The UK’s upper house of parliament has begun an inquiry into whether the retail prices index (RPI) should be scrapped as a measure of consumer inflation, a move that the government has indicated could save employers up to £90bn (€102bn) in pension deficit contributions.
The House of Lords’ Economic Affairs Committee yesterday discussed whether RPI – which tracks the price change of a basket of items from furniture to footwear – still had relevance to measuring price movements in the UK economy.
RPI is particularly important for pension funds as the government still refers to the index to determine payments on the £400bn pile of index-linked gilts – many of which form the backbone of UK defined benefit (DB) pension portfolios.
In addition, RPI is still widely used by DB pension funds to calculate annual pension increases.
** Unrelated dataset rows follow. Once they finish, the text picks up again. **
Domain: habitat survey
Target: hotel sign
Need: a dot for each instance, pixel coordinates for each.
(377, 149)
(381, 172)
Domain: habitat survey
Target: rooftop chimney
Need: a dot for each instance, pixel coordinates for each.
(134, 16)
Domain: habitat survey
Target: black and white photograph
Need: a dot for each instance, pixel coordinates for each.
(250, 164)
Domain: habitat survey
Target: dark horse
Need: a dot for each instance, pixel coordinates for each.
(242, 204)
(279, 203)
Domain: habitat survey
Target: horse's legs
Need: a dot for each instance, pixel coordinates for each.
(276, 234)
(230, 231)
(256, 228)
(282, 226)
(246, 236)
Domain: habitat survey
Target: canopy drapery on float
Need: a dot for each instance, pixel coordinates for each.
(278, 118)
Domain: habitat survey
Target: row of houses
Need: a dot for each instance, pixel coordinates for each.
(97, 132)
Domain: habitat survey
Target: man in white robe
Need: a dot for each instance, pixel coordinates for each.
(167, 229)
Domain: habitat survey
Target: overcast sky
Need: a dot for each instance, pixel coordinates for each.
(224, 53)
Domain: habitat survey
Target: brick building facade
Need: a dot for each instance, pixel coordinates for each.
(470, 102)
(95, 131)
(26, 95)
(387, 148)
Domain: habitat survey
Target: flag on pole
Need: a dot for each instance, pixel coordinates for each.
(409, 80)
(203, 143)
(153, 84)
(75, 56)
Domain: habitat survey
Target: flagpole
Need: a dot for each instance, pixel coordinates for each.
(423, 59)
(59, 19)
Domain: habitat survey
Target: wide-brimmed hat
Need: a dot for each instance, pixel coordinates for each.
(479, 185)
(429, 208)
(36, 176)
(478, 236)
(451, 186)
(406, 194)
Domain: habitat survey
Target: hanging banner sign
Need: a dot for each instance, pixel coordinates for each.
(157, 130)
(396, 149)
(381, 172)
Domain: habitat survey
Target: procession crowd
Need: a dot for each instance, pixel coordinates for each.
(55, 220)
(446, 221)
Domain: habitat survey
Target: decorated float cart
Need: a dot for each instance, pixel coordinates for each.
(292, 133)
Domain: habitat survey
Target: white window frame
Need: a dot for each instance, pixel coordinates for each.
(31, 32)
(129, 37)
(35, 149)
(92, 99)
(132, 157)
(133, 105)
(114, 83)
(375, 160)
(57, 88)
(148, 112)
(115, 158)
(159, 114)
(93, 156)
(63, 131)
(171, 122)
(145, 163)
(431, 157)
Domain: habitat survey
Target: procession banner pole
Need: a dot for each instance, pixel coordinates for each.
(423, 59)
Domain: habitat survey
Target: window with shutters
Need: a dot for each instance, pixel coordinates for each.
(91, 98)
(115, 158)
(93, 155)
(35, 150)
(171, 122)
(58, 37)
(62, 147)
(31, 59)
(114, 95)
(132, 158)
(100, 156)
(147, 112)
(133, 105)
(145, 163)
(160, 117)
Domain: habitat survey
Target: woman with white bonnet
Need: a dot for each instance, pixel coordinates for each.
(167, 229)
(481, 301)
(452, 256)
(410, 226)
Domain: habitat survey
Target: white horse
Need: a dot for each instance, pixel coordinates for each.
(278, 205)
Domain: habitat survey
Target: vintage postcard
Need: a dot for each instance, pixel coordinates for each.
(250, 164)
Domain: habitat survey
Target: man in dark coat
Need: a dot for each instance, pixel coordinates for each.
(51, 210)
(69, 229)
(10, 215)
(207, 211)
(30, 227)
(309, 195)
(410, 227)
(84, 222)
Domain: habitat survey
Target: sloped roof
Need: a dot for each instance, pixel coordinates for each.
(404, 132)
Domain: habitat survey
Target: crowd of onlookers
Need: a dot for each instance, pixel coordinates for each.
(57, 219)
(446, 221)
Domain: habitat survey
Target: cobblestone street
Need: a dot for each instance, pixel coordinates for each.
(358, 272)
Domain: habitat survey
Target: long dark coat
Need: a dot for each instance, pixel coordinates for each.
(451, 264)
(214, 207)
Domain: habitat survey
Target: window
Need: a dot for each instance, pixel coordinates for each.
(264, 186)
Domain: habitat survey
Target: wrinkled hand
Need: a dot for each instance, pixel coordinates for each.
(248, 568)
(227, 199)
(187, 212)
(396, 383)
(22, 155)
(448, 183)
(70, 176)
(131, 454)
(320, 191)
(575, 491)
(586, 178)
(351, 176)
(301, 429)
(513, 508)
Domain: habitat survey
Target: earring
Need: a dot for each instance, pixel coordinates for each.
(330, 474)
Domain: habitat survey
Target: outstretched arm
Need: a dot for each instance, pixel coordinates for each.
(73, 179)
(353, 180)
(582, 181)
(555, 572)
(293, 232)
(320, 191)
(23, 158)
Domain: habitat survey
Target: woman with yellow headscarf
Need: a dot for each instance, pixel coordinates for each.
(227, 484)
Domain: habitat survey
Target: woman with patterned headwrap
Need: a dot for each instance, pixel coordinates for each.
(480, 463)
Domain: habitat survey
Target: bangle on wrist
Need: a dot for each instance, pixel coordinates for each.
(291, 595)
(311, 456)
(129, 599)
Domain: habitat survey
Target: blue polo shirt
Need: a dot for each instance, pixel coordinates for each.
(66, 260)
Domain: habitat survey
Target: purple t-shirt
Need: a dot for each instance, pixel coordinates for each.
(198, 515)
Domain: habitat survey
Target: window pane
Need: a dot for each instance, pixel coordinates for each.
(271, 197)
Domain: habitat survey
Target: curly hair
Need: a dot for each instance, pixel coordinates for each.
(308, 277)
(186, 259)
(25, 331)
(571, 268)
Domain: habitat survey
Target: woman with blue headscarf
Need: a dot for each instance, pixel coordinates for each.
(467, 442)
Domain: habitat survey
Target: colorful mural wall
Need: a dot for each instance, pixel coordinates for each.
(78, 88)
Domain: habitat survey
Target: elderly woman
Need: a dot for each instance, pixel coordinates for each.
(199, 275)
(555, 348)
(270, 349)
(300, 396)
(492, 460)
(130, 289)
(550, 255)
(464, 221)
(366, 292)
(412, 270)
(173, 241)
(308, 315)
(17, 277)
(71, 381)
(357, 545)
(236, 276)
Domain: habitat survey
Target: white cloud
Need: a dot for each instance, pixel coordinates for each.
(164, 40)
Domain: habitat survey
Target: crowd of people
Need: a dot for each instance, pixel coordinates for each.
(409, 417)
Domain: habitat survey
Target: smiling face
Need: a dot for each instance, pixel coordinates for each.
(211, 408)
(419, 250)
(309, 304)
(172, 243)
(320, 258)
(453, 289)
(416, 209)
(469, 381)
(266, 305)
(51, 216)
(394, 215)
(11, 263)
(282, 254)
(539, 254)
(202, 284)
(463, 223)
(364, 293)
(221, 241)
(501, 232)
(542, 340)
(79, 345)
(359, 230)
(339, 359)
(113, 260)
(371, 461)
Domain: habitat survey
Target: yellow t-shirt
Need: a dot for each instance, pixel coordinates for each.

According to the Department for Work and Pensions (DWP), 73% of DB schemes in the UK currently index their liabilities using RPI – despite a wholesale move to the consumer prices index (CPI) for state pension increases in 2011. The CPI figure historically has been lower than RPI.
Changes to RPI – or its abolition – could mean a major upheaval for members of existing DB schemes, said Andy Cork, partner at law firm Allen & Overy.
“Many schemes are required to use RPI as the law stands at the moment, because their rules say so – they will have some formulation that pension increases are applied in accordance to RPI and with limited flexibility to change,” Cork said.
“There would inevitably be some schemes that have that written in, and I think as part of scrapping RPI the government would have to give us greater direction [regarding] what to do with those schemes.”
In 2016, the trustees of the Barnado’s charity pension scheme failed at the UK’s Court of Appeal in their attempt to switch from RPI to CPI, with the judges ruling in favour of the existing rules and terms of the plan. Earlier this year, trustees of the Thales pension scheme failed to convince the High Court in a similar case.
The DWP further stated in March in its white paper on DB schemes that a move to CPI would slash the current £200bn aggregate DB deficit by as much as £90bn. On the flipside, the DWP noted, the move to CPI could cut annual member benefits by as much as £300 three years after the switch – or up to £12,000 over their lifetime.
Ultimately change was needed, said Anna Rogers, senior partner at ARC Pensions Law, but weighing member benefits against employer gains was politically very sensitive.
“It is a hugely controversial area,” she said, “and it also presents a big technical problem in terms of what a resolution might look like. It seems to me that we should welcome another inquiry.
“We need to keep having inquiries until someone can find a solution.”